A disputa do Oscar que passou despercebida


Olhando para trás, a impressão que se tem é que o Oscar de 1973 foi uma disputa entre “O poderoso chefão” e “Cabaret”, dois filmaços que receberam, cada um, dez indicações. E, de certa forma, isso aconteceu, já que eles duelaram pelo prêmio de melhor filme, e seus diretores, Francis Ford Coppola e Bob Fosse, pela estatueta de melhor direção. Acontece que essa disputa limitada aos dois impede os mais jovens de perceberem que havia outra grande película na competição: “O ocaso de uma estrela” (“Lady sings the blues”).


Indicado em cinco categorias, o filme dirigido por Sidney J. Furie conta a história da cantora de jazz Billie Holiday, interpretada em um verdadeiro tour de force pela também estrela da música Diana Ross. A trama começa com a prisão de Holiday, em 1945, devido ao seu envolvimento com drogas, e depois retrocede para mostrar a juventude da diva. Entre outras dificuldades que teve que enfrentar, ela foi estuprada e obrigada, por uma amiga religiosa de sua mãe, a se prostituir. A partir daí, é possível concluir que seus problemas com o vício no futuro têm ligação com os traumas do passado.
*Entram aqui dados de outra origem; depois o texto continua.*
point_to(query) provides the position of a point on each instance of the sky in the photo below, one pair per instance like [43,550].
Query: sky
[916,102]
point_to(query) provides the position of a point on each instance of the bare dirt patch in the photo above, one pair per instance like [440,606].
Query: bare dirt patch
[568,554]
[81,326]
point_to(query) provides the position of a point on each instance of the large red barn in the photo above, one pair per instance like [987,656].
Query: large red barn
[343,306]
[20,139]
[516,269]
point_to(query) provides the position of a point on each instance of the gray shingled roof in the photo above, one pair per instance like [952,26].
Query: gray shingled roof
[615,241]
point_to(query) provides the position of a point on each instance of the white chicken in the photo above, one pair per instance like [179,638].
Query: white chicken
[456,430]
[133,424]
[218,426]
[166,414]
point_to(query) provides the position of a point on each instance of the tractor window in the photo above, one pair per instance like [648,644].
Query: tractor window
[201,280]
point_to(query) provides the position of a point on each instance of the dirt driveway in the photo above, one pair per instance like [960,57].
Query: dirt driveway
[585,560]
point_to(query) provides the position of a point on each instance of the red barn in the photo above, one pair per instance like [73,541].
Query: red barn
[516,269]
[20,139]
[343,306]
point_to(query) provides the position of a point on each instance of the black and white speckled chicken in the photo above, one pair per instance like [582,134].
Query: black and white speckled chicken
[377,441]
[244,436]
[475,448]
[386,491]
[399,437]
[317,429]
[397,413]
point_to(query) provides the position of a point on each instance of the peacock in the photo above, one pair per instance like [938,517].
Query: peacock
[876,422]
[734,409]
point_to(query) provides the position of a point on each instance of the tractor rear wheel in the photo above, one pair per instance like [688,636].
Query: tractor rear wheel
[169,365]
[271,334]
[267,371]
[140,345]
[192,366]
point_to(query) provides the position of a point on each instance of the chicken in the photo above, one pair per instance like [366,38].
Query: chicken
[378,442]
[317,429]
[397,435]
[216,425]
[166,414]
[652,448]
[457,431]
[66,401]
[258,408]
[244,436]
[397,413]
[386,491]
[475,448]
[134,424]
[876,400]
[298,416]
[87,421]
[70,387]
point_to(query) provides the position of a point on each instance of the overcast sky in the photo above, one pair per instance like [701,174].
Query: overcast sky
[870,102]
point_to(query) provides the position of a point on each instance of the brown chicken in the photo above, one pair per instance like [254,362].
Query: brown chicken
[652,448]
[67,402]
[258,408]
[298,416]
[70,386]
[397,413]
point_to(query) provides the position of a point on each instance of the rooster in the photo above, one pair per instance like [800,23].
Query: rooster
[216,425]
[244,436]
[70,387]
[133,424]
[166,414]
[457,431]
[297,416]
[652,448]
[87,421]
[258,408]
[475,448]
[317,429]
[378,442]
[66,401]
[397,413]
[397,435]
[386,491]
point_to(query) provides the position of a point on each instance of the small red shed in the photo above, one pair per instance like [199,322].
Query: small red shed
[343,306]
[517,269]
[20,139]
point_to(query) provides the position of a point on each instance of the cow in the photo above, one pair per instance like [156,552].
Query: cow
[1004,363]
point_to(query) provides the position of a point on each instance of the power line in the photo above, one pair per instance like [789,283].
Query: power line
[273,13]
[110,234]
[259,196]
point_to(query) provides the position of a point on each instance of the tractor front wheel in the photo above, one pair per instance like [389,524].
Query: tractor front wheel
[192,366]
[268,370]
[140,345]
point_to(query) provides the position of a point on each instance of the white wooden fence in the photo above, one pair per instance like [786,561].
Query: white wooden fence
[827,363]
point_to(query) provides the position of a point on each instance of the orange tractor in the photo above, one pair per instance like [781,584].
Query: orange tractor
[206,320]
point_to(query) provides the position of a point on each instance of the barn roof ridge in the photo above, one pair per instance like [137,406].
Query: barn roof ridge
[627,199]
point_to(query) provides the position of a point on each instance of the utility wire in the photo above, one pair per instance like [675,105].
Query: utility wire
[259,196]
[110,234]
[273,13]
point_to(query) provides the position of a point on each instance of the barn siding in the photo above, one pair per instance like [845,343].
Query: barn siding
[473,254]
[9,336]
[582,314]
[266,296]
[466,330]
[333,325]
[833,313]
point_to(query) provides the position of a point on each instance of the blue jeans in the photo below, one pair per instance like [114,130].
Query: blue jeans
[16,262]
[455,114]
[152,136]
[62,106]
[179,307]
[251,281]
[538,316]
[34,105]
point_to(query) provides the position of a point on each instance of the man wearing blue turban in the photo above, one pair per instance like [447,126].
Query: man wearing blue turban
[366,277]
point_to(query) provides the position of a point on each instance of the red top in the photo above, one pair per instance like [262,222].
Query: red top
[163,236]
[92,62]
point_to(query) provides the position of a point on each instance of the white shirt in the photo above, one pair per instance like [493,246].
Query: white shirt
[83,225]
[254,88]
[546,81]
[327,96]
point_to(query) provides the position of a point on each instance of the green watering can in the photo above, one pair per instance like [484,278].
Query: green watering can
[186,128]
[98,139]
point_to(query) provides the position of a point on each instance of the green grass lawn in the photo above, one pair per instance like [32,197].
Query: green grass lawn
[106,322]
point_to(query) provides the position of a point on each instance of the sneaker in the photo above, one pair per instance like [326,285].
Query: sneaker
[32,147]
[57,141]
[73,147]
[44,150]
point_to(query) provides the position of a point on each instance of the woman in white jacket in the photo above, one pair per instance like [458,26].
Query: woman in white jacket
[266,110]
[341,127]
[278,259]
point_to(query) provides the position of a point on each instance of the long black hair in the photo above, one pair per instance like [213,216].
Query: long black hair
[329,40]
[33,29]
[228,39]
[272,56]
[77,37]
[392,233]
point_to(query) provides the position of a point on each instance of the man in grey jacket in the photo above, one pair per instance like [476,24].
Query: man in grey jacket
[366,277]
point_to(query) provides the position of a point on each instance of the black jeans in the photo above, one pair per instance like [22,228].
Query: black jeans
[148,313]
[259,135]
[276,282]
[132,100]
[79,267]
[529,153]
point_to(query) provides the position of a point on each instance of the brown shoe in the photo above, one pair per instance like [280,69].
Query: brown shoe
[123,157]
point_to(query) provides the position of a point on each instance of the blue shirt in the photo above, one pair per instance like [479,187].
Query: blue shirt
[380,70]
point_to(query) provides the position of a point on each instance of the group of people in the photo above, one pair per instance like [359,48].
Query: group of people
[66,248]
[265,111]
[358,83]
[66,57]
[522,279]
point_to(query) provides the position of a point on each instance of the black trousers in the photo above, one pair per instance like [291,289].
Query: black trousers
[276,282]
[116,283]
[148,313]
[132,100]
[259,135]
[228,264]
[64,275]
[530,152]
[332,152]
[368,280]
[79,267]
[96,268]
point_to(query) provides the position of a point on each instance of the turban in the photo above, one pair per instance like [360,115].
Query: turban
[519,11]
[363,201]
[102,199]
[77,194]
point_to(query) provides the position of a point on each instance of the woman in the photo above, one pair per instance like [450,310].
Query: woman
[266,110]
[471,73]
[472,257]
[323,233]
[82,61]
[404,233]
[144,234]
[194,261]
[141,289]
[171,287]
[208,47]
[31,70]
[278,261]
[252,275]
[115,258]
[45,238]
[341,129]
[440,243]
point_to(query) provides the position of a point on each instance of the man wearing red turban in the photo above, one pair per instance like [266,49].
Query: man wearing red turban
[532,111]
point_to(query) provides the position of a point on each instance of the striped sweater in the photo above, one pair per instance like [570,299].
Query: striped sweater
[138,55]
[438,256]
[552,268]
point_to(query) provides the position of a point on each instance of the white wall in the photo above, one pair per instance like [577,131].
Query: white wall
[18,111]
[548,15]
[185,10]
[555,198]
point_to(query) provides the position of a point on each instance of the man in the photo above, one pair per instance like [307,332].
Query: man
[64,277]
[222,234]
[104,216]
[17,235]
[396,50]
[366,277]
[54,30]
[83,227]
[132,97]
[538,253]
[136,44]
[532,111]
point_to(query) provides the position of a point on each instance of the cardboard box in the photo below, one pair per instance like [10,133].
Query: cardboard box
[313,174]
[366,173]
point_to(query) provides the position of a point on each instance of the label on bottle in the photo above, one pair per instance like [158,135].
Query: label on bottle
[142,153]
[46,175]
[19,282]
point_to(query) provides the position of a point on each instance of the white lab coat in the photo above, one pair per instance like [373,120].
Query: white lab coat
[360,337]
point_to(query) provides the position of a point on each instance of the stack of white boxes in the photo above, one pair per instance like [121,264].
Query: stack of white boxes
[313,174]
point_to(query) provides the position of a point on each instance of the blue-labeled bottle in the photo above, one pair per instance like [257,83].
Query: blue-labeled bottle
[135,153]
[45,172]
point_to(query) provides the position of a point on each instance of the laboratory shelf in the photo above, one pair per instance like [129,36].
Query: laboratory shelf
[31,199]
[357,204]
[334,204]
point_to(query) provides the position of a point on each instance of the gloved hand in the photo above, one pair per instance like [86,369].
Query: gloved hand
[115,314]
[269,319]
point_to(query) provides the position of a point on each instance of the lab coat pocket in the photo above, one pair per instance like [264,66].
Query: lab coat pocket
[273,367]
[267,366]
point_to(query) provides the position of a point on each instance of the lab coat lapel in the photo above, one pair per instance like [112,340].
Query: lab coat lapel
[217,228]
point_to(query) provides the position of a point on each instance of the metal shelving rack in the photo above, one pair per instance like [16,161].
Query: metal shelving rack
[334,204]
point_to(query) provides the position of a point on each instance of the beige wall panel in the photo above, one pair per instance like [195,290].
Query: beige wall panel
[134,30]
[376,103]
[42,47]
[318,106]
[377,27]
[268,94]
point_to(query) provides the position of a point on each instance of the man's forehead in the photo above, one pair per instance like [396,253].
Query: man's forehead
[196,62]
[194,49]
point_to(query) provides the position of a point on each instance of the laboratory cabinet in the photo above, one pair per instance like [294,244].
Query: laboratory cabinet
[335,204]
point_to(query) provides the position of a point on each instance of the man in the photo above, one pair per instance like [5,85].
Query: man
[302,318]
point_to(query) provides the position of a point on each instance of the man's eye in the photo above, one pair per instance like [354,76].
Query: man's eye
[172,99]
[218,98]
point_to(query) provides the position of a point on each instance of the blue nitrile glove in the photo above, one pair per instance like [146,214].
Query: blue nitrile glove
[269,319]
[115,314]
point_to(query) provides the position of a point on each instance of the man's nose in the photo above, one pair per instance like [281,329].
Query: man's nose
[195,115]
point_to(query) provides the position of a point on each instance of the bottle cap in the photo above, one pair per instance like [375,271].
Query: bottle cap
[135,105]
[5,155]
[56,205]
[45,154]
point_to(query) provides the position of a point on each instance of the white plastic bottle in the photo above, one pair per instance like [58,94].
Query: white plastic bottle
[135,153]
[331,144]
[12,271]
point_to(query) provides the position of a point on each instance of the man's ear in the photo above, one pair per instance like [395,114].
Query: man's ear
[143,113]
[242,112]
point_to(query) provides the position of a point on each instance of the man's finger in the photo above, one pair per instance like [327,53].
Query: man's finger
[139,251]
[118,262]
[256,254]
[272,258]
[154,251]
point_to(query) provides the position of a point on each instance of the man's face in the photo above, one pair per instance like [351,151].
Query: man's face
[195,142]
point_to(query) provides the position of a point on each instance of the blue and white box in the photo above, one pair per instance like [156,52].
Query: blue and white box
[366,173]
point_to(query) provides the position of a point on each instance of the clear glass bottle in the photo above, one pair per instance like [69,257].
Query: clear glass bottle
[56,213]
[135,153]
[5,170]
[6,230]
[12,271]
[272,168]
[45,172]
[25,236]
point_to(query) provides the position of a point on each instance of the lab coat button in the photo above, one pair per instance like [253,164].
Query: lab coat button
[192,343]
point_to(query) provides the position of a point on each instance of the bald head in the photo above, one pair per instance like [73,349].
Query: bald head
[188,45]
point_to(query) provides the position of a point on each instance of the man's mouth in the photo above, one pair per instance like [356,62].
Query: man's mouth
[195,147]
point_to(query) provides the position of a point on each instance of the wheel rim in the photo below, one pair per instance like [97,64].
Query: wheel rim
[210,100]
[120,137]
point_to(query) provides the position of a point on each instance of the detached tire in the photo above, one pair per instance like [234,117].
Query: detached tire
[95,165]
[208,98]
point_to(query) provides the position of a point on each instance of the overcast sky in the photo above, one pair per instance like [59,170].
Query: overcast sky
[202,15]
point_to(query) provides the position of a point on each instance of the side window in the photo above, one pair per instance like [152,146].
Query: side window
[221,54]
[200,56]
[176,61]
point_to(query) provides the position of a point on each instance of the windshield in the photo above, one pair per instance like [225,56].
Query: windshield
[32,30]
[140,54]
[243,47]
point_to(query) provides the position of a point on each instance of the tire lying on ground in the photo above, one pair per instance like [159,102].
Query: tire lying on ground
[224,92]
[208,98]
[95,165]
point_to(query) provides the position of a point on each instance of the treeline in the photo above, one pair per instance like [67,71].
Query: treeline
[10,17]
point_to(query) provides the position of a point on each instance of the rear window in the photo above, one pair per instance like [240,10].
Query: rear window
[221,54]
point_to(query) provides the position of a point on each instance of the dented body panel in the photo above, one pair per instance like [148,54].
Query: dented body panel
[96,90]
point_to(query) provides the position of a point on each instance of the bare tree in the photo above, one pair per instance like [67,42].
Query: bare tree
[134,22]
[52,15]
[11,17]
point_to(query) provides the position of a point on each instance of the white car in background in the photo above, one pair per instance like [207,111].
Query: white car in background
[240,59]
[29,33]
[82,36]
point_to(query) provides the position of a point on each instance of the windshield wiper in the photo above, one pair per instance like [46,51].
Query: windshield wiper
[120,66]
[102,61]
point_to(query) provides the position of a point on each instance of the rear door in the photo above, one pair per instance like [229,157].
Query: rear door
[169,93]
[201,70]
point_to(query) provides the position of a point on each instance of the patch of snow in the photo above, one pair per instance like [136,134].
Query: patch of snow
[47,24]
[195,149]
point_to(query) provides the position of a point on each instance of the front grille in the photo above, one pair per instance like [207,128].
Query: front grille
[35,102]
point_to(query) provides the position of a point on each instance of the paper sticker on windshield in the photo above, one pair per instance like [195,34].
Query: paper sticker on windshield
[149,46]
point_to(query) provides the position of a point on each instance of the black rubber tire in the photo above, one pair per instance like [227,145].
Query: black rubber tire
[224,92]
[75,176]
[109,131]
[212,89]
Como toda adaptação, esta obra da Motown dá uma bela romanceada nos fatos. A carreira da diva durou 26 anos (1933 a 1959). No entanto, na transposição da história para as telonas, parece bem mais meteórica. Já o personagem de Billy Dee Williams, apesar de ter o nome (Louis McKay) do último marido de Holiday, é um amálgama dos três homens com quem ela se casou. Por sinal, a química entre os atores é a melhor coisa do filme. Diante da sombra da competição principal daquele ano, é factível supor que a verdadeira disputa de 1973 tenha sido pelo Oscar de atriz. Venceu Liza Minnelli (“Cabaret”), mas ninguém emocionou mais do que Diana Ross.

(Texto publicado na revista da mostra "O Jazz vai para Hollywood" parceria ACCRJ/Cinemateca do MAM - Setembro de 2019)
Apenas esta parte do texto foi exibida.